We headed up and signaled the boat to come in.  As we boarded we were informed that we were the only pair from the students to make the wreck.  As far as we were concerned, a dive totally within plan limits, despite the deco gas failure.  

About an hour after surfacing I decided that the slightly odd feeling in my right arm had turned to tingling in the fingers.  So I had a quick word with Keith, and then up to tell the skipper.  We were only 10 mins from Stromness by this point, so it wasn't worth going on to O2.  As soon  as we hit port,  Keith and I headed up to Stromness medical centre.

After a full neurological check up, the Doctor informed me I had a spinal bend.  15  mins later I had a needle in my arm and a bottle of saline dripping into me.  About 10 mins later I was in  the pot.  At this point I was still convinced it was just a pinched nerve, however when the symptoms started to disappear at 18M, I had to admit every divers night mare.......on a planned and executed dive I had still managed to get bent.  We had done everything by the book and I guess what I proved was that the old adage that "bends don't read deco tables"  is absolutely true.

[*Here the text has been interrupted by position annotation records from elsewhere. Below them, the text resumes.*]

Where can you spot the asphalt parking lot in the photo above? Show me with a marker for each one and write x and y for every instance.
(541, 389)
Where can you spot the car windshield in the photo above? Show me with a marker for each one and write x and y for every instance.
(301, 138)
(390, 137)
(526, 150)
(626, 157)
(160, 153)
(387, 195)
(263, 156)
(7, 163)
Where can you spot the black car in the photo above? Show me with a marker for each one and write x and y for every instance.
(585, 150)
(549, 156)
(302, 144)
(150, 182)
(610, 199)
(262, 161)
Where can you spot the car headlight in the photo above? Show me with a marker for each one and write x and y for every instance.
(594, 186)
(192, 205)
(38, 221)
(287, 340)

I spent 4 1/4 hours in the pot, and as you should be able to see I am now fully functional (well as fully as ever I am).  I'm grounded for 28 days, and require a check over by a HSE diving doctor before I hit the water again.

As a by point,  I spent my 200th dive in the pot reading Beano, Womans Own and Fiesta (thanks for the variety SCT).

My thanks to the rest of the UKRS team for their support and concern, the Stromness medical staff and John T......Don't worry guys,  I'll be back underwater as soon as I am cleared to go.